In 1988, she moved to the high school, where she has taught English in all four grade levels, AP English Literature and drama.

Besides serving as English department chair at both the middle and the high school, Gibbons has devoted much of her time to theater, producing numerous shows at the high school. She produced and directed after-school theaters, "Broadway on the Blackwater" and "The Theater Company" with the help of Susan Montgomery.

Gibbons has also been co-chair of the Southwest Virginia English-Speaking Union's Shakespeare Competition. She is a veteran of the Shakespeare competition, having studied Shakespeare at Oxford University and the Globe Theater in England during her career as a teacher.

Gibbons was also a TESA (teacher expectation student achievement) instructor at the high school a few years ago.

"I don't know what we will do without her," said FCHS Principal Debora Decker. "We are going to miss her beyond belief."

"I never married or had kids of my own," said Gibbons, "My students became my kids."

Gibbons has done most of her teaching behind a very old desk that was willed to her by former social studies teacher Joe Shively, who was willed the desk by retired teacher Elsie Turner.

The desk is covered with pictures of Gibbons' students past and present.

"I'll be sending this desk on to Mary Edwards," said Gibbons. "I taught her in eighth and 10th-grade English classes and also on the yearbook staff. She's like the daughter I never had."

When Gibbons speaks of the changes that have taken place in schools over a span of 42 years, she pinpoints the addition of SOLs and the decline of the American family as some of the major changes.

"SOLs have become so huge," said Gibbons. "Teachers don't have much of a chance to do the things they want to do with the students. And the kids of today are so different from the kids of 40 years ago. It's like being on a completely different planet."

Gibbons cites the brokenness of today's society and family dynamic as a major player in today's different style of teaching.

"Kids have to deal with stuff people don't understand or have a clue about," she said. "In 1972, there was no internet, smart phones or video games. Assignments would be completed on time and homework would be done.

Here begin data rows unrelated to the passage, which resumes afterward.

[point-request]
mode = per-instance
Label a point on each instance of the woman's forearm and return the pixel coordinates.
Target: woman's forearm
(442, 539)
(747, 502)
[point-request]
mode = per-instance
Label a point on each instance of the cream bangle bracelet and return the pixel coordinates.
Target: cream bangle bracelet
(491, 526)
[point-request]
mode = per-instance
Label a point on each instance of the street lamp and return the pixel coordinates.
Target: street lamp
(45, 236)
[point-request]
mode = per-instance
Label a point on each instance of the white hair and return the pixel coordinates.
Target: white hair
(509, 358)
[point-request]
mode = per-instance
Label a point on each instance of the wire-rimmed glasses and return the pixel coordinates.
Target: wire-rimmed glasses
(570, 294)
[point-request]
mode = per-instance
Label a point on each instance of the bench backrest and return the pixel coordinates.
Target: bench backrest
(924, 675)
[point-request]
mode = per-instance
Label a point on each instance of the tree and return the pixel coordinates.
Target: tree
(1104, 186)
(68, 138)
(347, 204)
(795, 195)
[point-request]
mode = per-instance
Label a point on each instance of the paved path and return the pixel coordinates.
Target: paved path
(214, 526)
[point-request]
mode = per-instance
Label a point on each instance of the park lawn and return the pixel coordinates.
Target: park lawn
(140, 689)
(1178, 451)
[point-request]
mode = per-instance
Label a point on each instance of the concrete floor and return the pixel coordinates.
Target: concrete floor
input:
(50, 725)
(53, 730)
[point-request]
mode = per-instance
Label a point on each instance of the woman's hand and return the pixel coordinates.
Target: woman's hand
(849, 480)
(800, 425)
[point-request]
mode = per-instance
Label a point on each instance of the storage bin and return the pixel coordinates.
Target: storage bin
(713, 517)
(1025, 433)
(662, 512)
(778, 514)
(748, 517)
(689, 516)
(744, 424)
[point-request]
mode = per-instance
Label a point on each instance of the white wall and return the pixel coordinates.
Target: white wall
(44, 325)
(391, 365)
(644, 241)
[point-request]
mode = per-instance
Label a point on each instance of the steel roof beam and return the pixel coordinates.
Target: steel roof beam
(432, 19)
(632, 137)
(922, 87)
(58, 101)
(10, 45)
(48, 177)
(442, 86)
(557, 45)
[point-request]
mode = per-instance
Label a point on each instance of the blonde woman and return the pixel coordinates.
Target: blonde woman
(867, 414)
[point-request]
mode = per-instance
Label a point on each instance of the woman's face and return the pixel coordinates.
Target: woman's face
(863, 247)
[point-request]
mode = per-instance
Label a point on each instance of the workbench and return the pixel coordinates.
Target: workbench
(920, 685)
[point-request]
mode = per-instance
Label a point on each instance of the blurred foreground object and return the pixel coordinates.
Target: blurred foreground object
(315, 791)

Because there are so many distractions, from technology to home life, kids don't have or take the time to do what is needed at home."

Though Gibbons is a native of Roanoke and a graduate of Patrick Henry High School, she said she never considered taking a teaching position in her hometown.

"I love the people here," she said. "It has been a good fit for me."

Gibbons earned a bachelor's degree as an English and history major at Emory and Henry College and a Master of Arts in liberal studies from from Hollins University. She also completed her graduate studies at Exeter College at Oxford University in the English novel program.

Gibbons said she loves to travel and hopes to do more of that now that she is retiring. She has a celebration trip to Paris planned for July, a trip to New England in the fall and plans to visit Aruba in January.

She said she has already visited many different countries, but she plans to add many more to that list.

"I would absolutely love to go back to Israel," said Gibbons.

Gibbons also plans to continue her work with the Roanoke Rescue Mission, the homebound ministry at First Baptist Church in Roanoke, as well as her membership with the church choir, in which she has sang her entire life.

"I think I will try to get back into theater some, as well," she said.